Biochemistry and cell biology approaches are used to explore the pathogenic mechanism of familial AD mutations. We are currently characterizing two early onset AD mutations on APP and PSEN1 genes identified from Taiwanese families to understand their contribution in AD.
Around 0.1% of the AD cases are early-onset (before age 65) familial forms of the autosomal dominant inheritance, attributed to mutations in one of the three genes: those encoding amyloid precursor protein (APP), and presenilin-1 (PS1) and -2 (PS2). Genetic predisposition provides a powerful tool to reveal the pathogenic mechanisms of the disease.
Our group characterizes pathogenic mechanisms of two mutations, encoding APPD678H and PS1G206D mutants, found in Taiwanese pedigrees. One of the pathogenic hallmarks of the disease is the amyloid plaque, in which abnormal concentrated amyloid beta (Aβ) peptide and metal ions deposit. Aβ peptide is currently considered to be the major trigger of the disease and is produced by sequential cleavage of β- and γ-secretase on APP. PS1 is the catalytic component of the γ-secretase complex and Pen2 is a critical co-factor for γ-secretase activity.
The APPD678H mutation
APPD678H has an additional metal ion-coordinating residue, histidine (H). We speculate that this mutation may promote susceptibility of Aβ to ions. We found that the D678H mutation increases Aβ production and prolonged Aβ oligomer state with higher neurotoxicity. D678H also increases Aβ susceptibility to zinc and copper, which lead to altered aggregation pathway. Therefore, our study not only characterizes the D678H mutant Aβ aggregation pathway in detail, but also first time provides a genetic evidence for the importance of zinc and copper in the disease.
The PS1G206D mutation
PS1G206D provides an additional polar transmembrane-based amino acid, aspartate (D), near the Pen2 binding site. We speculate that this mutation may interfere with the Pen2 binding and PS1 functions. We found that the G206D mutation decreases PS1-Pen2 interaction, but does not abolish γ-secretase activity. For γ-secretase dependent function, the G206D mutation alters the proportion of Aβ varieties, but does not alter Notch cleavage. For γ-secretase independent function, this mutation disrupts the calcium homeostasis but not endo-lysosomal functions. Therefore, our study not only characterizes the general functions of PS1 G206D mutant in detail, but also first time provides genetic evidence for the importance of PS1-Pen2 interaction in the disease.

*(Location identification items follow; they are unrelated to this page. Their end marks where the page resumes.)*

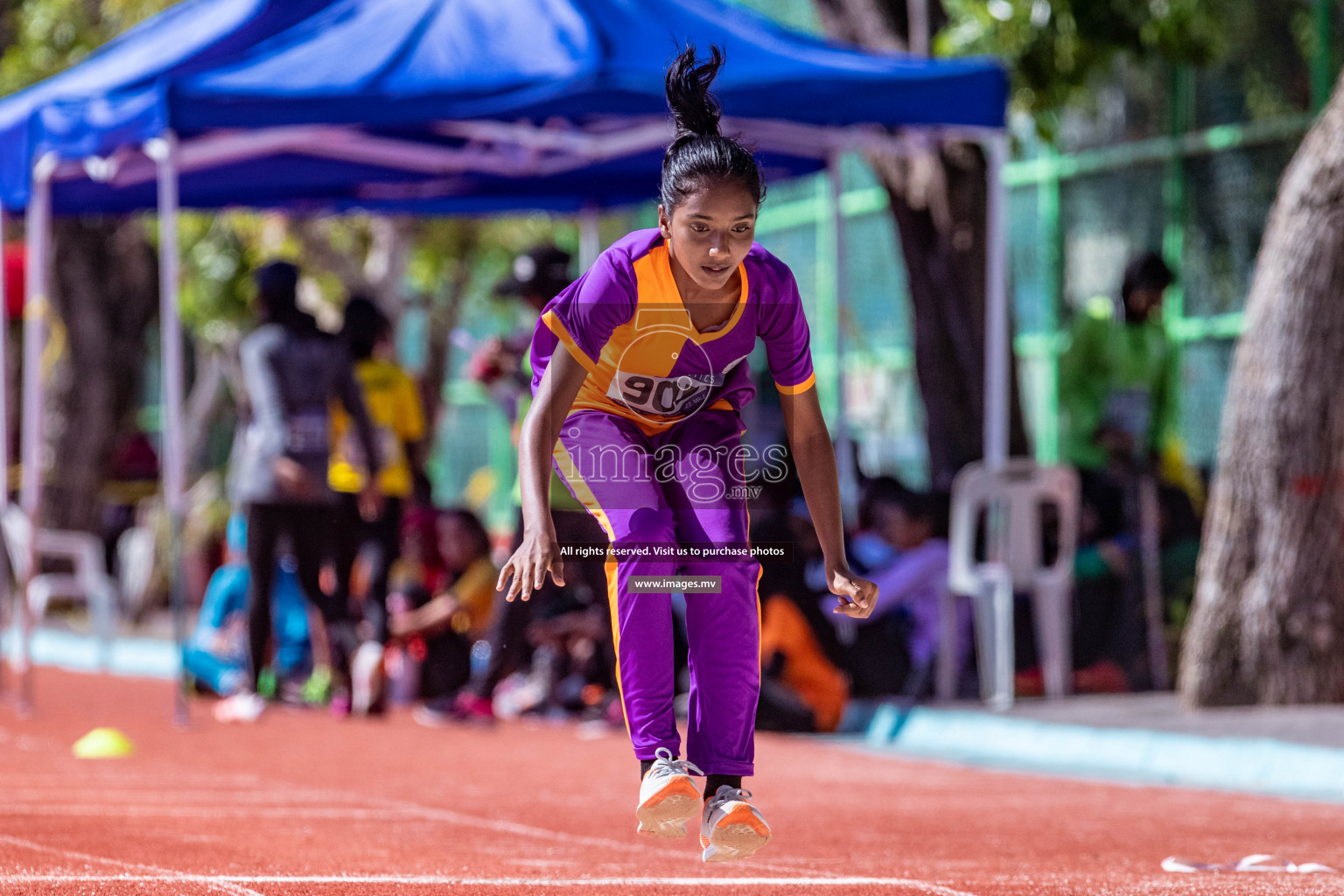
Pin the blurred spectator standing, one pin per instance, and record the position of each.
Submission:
(1118, 379)
(293, 373)
(1118, 384)
(504, 368)
(394, 410)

Together, genetic tool helps us to dissect the pathogenic mechanism in cellular models and that could further provide therapeutic target for the disease. We highlight the importance of Aβ-ions, calcium imbalance and PS1-Pen2 interaction in AD pathology.
The Non coding DNA
According to previous research, human only use 8.2% of the whole DNA to code functional proteins. It can also be said that 90% of human genome is a “junk” or scientifically non coding DNA (ncDNA). However, people wonder that it must not be only a junk, but they must be doing something. Long non-coding RNA (lncRNAs) can be categorized as a subgroup of non-coding RNA, which the size is longer than 200 nucleotides. Some previous researches have demonstrated that lncRNAs involved in variety of tasks, for example, post-transcriptional regulation, splicing regulation, protein complex organization, cell-cell signaling, and so on. Our lab is trying to reveal the participation of lncRNA in Alzheimer’s Disease.